相思微微撇嘴,語氣有些悶悶不樂:“可能是周述的青梅竹馬。”
崔令儀聞言,不由挑眉,多看了那女子幾眼,眼神里帶著幾分探究。恰在此時,甘清慈似有所覺,微微側首,目光掃過來,待看到相思,神情明顯一頓,旋即起身快步走來,行禮道:“見過柔宜公主。”
相思連忙擺手,眼底閃過一絲不自在,壓低聲音道:“我可不想讓旁人知道身份,甘姑娘不必多禮。”
甘清慈怔了怔,似有些意外,卻也未多問,只是微微頷首,與她寒暄了幾句,便回到角落里,繼續與友人閑聊。
崔令儀瞧著相思,眼里浮起幾分揶揄之意,低聲笑道:“怎么,周述喜歡她?”
相思抿了抿唇,眼神有些飄忽,過了片刻,才輕輕嘆息,聲音里沾著薄荷冰片的澀:“我不知道。我就是……有點嫉妒。”她頓了頓,眉宇間帶著幾分不易察覺的失落:“他們自小相識,總歸比我早一步……我心里頭就是難受,為什么我不能早一點遇見他呢?”
崔令儀輕輕一笑,語帶調侃:“你還想如何早?誰讓你選了個歲數大的駙馬?”
相思鼓起腮幫子,下意識地說著:“他要是叁哥的伴讀該多好。”
話音落下,崔令儀正把玩著茶盅的手忽然一頓,眸色漸漸顯出幾分黯然。
相思心中一緊,才意識到自己一時失言,伸手握住崔令儀的手,輕聲道:“對不起,令儀,我不是故意的。”
崔令儀緩了緩神,笑著搖搖頭,語氣平靜:“無礙。我早已不愿沉溺過去,何況,親事既定,便已無轉圜余地。”
相思張了張口,終究沒有再說什么。原本興致盎然的出游,心情卻在這一刻無端地沉了下去。
夜里,周述回來后,察覺到相思有些悶悶不樂,話也比往日少了許多。他不動聲色地喚來連珠,問了幾句,連珠一一回稟。
周述沉吟片刻,走到相思身后,伸手輕輕落在她肩上,掌心透著一絲溫度。他垂眸看著她,忽然開口道:“甘家小姐議親,有河間房氏、隴西秦氏和江夏蘭氏。叁嫂讓我問問你,你見多識廣,覺得哪家公子好些?”

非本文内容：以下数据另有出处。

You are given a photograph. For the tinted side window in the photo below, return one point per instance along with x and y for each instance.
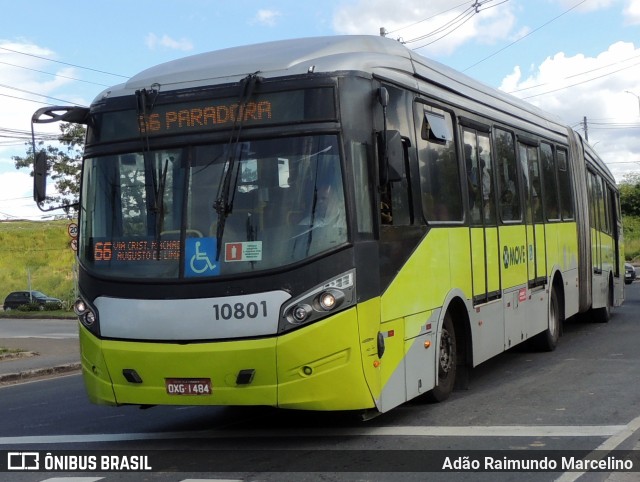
(564, 183)
(551, 204)
(508, 183)
(438, 163)
(479, 174)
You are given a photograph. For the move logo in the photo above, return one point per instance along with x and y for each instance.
(513, 255)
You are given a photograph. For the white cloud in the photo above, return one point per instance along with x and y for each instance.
(267, 17)
(153, 42)
(433, 21)
(595, 87)
(632, 12)
(16, 198)
(21, 78)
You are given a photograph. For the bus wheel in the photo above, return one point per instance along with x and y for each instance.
(548, 339)
(446, 362)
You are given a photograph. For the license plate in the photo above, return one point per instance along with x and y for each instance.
(188, 386)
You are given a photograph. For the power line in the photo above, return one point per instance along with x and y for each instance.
(582, 82)
(55, 75)
(64, 63)
(39, 95)
(426, 19)
(525, 36)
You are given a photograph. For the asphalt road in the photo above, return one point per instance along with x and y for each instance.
(584, 397)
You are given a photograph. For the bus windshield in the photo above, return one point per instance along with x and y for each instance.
(212, 210)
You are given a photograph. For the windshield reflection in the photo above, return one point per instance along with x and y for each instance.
(162, 218)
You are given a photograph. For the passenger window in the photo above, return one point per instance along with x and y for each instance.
(438, 165)
(508, 184)
(551, 203)
(479, 175)
(564, 182)
(531, 182)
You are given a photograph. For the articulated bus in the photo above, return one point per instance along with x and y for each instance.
(326, 224)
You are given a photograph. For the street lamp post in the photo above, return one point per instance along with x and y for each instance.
(637, 96)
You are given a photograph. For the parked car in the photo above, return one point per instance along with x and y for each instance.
(629, 273)
(19, 298)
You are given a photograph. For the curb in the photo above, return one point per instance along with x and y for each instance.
(39, 372)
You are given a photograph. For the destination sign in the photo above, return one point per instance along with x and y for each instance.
(118, 251)
(192, 116)
(205, 116)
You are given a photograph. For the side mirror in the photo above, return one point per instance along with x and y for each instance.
(40, 177)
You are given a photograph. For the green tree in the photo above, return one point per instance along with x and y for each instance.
(64, 162)
(630, 195)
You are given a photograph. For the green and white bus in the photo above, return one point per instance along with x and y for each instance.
(330, 223)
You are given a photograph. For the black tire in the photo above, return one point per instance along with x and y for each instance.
(447, 361)
(548, 339)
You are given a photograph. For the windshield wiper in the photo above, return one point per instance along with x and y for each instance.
(224, 199)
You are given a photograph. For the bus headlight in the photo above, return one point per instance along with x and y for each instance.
(320, 301)
(85, 313)
(330, 299)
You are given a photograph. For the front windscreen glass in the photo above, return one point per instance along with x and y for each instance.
(212, 210)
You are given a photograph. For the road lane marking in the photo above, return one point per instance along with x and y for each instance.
(605, 447)
(398, 431)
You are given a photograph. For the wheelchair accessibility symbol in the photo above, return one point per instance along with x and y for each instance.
(200, 257)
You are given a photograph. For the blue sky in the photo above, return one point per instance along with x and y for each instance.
(574, 58)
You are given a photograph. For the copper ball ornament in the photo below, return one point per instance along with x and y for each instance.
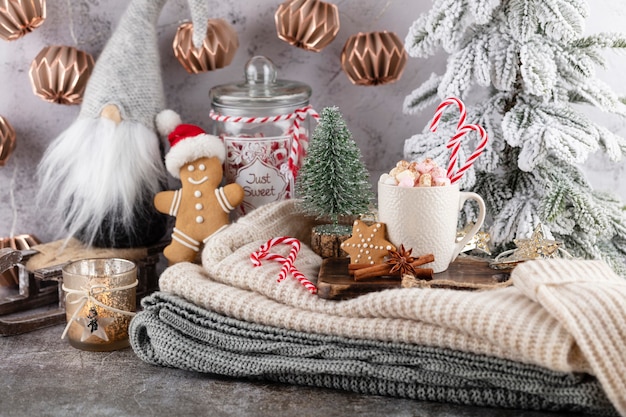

相思最喜歡打聽這些無聊的八卦,又聽周述說甘清慈是要議親了,心里頭便沒那么介意了,還自告奮勇地讓連珠四處打聽這幾位公子的家境人品。等到把自己打聽到的世家公子的信息歸攏好交給周述之后,沒有發覺周述手邊已經是甘家和房家送來的婚帖了。